A few likely places-- 
1) The cabinet immediately behind the driver's seat (and the tech seat in the back)-- there is often a seperated top and bottom- one is sometimes used for linen, and the electrical controllers live in the other. 
2) in the back, above the door/window to the front. When standing in the back, facing forward (the direction of travel), at eye level there should be a cabinet with some controllers. 
3) Accessed in the Oxygen compartment-- from the outside door on the driver's side.

Let us know if/when you have any luck!


----------



## Mex EMT-I (Nov 29, 2010)

Post a picture of both sides of the ambulance.
and one of the inside of it (cabinet wall)

Maybe that will help us seeing the model and someone knows where it is.


----------



## blackturbo (Dec 1, 2010)

Okay i will take pics in the next few days, and appreciate the replies I got. I will look tommorrow in the outside oxy compartment for it. I dont recall seeing anything in there but will look closer. I have made a site for my ambulance with some pictures and will post more soon so people can help me find this strobe box, or atleast where the ends of the wires go where it used to be. 
Maybe somewon can help me too and try to tell me what a switch does in one of the pics of the "cabinet" behind the driver. The site is www.myfordambulance.net 

  Its a 1990. but I think its a remount, because even know the truck is white and blue, theres chipped paint on the box revealing red paint underneath. 

Happy Holidays! 
Mark


----------



## Mex EMT-I (Dec 1, 2010)

Hi.

Look BEHIND and below the no smoking signs. This of course looking for it on the outside of the ambulance, look for a compartment door on the outside that is in the same spot as the no smoking sign and open it.







Look in the 5 walls of the comparment.

Maybe its there, i know a few models that had electrical installation there. Mostly attached to the upper wall.

And one more thing, are you sure it has a strobe controller.

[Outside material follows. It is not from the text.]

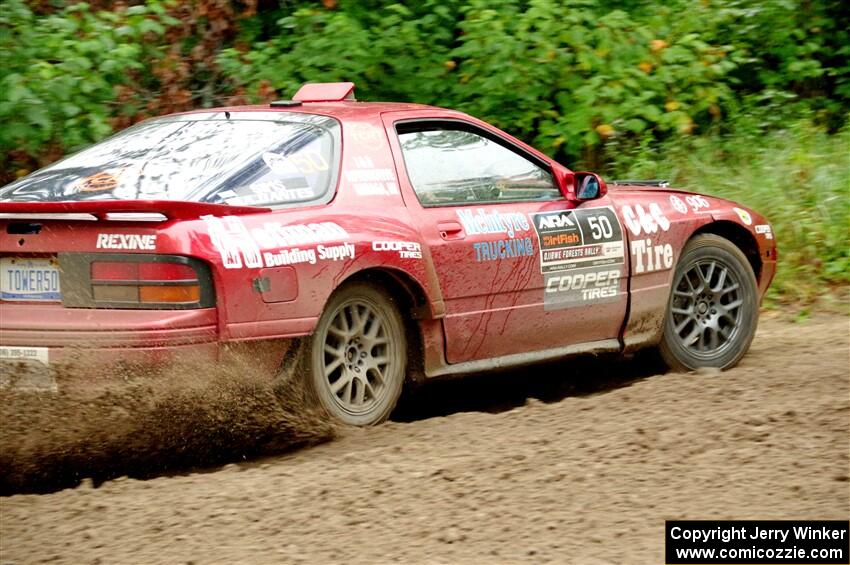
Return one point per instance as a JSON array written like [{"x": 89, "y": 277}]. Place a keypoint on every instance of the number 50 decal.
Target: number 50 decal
[{"x": 600, "y": 227}]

Sometimes agencies take them down when they sell the ambulances.

Regards.

And sorry for the bad english, this is hard to explain and i am not a native speaker.


----------



## blackturbo (Dec 3, 2010)

*strobe location*

I have found the , or where the strobe controller was mounted, inside this compartment (i earlier thought these  cables were for battery monitor/charger) . turns out the old owner cut the wires.
 Can anyone tell me what model of controller was in  there? or is that impossible.. One blue wire is marked vacuum. this was a 1990 model, and box appears to be older. I want to get a used controller and put back in to run my 700 series bulbs. Thanks, everyone have a good weekend 
Mark


----------